Tüm bu tehlikelerden daha kötüsü insanoğlunu takip etmektedir. O da sevgi saygı
ve merhametin yok oluşu; aile arası ilişkiler bitmiş boşanmalar artmış evlatlar
ailelerini terkeder olmuş kardeşler birbirlerinden nefret eder duruma gelmiş ve
hepsinden kötüsü evlatlarımız içki kumar ve uyuşturucu bataklığına saplanmıştır.
Kendimize sorsak; insanoğlu bugün neden bu duruma gelmiştir?

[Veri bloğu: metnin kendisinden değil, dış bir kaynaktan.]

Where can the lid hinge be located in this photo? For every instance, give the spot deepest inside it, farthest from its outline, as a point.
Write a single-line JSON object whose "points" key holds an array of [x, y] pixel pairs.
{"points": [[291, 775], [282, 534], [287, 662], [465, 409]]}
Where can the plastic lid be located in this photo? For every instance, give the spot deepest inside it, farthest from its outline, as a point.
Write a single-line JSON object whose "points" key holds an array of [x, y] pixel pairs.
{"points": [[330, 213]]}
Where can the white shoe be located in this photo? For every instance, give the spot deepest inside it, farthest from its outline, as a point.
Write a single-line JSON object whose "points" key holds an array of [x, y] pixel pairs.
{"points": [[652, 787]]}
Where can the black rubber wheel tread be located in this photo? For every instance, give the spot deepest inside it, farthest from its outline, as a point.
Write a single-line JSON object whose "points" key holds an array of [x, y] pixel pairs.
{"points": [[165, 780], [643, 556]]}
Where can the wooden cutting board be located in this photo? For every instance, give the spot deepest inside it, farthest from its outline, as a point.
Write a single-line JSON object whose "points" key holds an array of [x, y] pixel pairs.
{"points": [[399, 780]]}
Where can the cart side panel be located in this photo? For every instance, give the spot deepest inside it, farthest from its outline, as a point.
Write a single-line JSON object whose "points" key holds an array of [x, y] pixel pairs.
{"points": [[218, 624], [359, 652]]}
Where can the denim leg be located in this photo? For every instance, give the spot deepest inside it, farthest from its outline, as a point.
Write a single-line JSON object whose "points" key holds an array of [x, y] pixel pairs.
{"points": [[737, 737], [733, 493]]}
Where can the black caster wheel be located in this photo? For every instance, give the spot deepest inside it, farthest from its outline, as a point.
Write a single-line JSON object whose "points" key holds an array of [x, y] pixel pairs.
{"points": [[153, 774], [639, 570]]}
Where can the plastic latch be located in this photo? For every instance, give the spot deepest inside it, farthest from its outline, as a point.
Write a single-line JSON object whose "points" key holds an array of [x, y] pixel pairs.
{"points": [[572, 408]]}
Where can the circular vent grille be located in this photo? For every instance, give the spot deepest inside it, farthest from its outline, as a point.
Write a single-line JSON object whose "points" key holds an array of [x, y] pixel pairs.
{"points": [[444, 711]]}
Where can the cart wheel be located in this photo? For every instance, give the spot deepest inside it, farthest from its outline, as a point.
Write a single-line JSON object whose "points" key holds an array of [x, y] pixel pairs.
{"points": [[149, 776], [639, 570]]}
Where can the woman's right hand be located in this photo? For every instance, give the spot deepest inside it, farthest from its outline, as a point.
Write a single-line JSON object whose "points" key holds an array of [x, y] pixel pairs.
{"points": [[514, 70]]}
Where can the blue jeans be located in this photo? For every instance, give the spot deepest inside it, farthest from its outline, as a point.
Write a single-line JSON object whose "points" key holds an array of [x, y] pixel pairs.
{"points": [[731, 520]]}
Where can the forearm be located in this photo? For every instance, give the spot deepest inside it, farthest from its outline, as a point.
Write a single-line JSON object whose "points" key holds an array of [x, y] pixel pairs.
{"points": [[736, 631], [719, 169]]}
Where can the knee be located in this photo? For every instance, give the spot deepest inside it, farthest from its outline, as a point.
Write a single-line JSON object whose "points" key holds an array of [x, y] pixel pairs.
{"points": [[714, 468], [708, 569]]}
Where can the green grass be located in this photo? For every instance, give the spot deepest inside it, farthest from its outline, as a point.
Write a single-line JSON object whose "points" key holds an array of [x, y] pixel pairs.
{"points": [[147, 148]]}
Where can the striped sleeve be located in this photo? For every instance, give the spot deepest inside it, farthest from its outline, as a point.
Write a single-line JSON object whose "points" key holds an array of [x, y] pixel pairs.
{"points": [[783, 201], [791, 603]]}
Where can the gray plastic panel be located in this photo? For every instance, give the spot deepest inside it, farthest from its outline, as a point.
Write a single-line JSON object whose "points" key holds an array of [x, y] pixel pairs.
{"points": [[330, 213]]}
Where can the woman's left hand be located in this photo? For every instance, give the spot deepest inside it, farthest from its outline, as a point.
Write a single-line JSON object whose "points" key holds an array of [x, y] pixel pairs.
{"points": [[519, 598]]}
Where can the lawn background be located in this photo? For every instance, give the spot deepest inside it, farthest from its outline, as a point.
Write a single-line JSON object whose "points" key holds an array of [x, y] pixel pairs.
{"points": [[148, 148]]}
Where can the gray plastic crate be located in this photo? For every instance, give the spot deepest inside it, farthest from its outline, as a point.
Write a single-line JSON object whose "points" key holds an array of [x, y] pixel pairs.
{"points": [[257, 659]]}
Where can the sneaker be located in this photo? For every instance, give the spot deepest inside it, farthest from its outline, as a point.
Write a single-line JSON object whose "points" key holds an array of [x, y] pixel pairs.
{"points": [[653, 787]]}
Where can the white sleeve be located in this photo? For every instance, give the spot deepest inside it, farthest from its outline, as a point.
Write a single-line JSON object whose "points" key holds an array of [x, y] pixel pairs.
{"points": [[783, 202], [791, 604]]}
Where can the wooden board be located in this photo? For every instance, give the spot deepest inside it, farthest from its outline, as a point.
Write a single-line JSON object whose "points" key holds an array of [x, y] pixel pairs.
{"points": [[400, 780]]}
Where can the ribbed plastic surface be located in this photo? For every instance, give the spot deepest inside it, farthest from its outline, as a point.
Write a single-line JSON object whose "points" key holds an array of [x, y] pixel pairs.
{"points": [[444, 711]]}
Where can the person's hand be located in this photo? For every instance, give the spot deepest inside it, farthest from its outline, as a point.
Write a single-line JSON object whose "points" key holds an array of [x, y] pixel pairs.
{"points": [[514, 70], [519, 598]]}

Cevap olarak
diyebiliriz ki; Heva ve hevesi akla üstün kıldıran, Allahın Şeriatından
uzaklaştıran, manevi zayıflığa itip insanoğlunu hükmeden bencillik, Dini ve
milli taasuppçuluktur. İşte bu insanı kör hale sokmuş sadece kendini ve içinde
bulunduğu toplumu düşünür hale getirmiş doğruluktan ayırmış Peygamberlerin ve
velilerin sözlerini tekrarlarken onlarla amel etmekten uzaklaşmış, kendini diğer
insanlardan üstün görmeye onlara zulmetme, vatanlarından çıkarma hakkını
kendinden görmeye kadar götürmüştür.
Toplumda düşmanlık yayılmış, terörizm artmış, Silahlı mafyalar türemiş, cinsel
arzuları artırıcı yayınlar artmış, uuşturucu yaygınlaşmıştır. Soruyorum bu mu
yeni dünya düzeni dedikleri düzen?
İnsan gemisinin batmaması için canla başla ihlaslı bir şekilde çalışıp, cehalet
uçurumundan kurtulmak, Allahın Adeletine sığınarak bu beşeriyeti uyarmak birinci
vaziefemiz olsa gerek.
Zalim ve mazlum olduğu sürece barış olmaz. Öyleyse bütün semavi dinleri içine
alan Hz muhammedin getirdiği dine dönmek gerek. “Benim örneğim diğer nebiler
gibidir. Tıpkı Güzel yapılmış bir binada bir tuğla yeri boş bırakılmış ve
insanlar o yapının güzelliğinden hoşnut olurken sadece o yeri beğenmemekteler.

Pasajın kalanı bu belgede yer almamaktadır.